Political and Economic Interests Trump Employing Good Policies

09 October 2008

The South China Morning Post reports today that a journalist for Oriental Outlook magazine, Sun Chunlong, was forced to suppress his reporting about a mine cover-up that killed at least 40 people in Shanxi. The accident occurred on August 1, 2008 at a mine owned by Tianyuan Iron and Steel, a key SOE that makes important for China’s military and space programs.


Sun was quoted as saying, "I was told that the State Administration of Work Safety had taken over. I must keep my mouth shut from now on… (t)here is pressure, and the situation is delicate."
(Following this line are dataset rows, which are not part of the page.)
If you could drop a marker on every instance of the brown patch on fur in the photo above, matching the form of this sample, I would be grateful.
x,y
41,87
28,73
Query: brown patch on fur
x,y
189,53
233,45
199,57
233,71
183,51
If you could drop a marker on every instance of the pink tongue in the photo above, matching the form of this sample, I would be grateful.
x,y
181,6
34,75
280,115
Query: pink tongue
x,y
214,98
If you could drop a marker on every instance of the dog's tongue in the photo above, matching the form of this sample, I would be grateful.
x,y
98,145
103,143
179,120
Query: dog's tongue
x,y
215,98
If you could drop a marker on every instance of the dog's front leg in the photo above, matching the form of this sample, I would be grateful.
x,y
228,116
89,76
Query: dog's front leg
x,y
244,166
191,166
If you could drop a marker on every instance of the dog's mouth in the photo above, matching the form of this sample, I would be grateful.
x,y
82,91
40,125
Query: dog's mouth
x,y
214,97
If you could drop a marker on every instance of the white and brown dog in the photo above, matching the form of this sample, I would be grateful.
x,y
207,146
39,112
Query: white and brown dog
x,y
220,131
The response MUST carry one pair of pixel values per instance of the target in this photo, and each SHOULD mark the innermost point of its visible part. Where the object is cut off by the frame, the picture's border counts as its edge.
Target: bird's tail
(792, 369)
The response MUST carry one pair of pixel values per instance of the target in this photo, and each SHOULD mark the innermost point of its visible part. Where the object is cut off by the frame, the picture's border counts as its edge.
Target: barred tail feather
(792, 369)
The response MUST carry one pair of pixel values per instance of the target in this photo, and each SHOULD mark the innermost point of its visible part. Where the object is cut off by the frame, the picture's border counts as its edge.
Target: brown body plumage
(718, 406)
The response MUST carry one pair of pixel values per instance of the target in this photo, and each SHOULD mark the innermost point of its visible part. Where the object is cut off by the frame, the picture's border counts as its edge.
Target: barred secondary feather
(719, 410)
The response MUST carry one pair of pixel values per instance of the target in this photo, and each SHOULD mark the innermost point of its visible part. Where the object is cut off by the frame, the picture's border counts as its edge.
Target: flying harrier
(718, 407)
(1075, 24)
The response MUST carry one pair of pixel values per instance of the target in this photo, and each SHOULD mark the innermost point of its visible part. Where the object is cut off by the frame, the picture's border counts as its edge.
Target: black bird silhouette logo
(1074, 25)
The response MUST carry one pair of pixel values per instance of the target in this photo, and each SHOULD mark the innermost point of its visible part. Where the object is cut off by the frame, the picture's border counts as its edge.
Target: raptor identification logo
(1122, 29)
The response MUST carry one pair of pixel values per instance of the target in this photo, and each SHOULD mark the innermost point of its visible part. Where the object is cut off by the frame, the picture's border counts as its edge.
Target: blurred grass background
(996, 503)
The cover-up suggests that protecting complex political and economic interests has, again, superseded press freedoms and worker safety in terms of importance. These results mirror similar findings in a new report by MIT researchers about emissions coming from coal-fired power plants. The article shows that the energy sector is more complex, and generally more “advanced”, than the international media gives it credit for. A summary of the report says:


"A detailed analysis of powerplants in China by MIT researchers debunks the widespread notion that outmoded energy technology or the utter absence of government regulation is to blame for that country's notorious air-pollution problems. The real issue, the study found, involves complicated interactions between new market forces, new commercial pressures and new types of governmental regulation."


The SCMP report and the new MIT report would seem to suggest that improving China’s labour and environmental situations will depend on increasing the pressure compelling officials to abide by environmental and labour laws, perfecting and enhancing the regulatory framework, while fighting endemic corruption. Certainly, public pressure and press supervision is a necessary component for this strategy to work.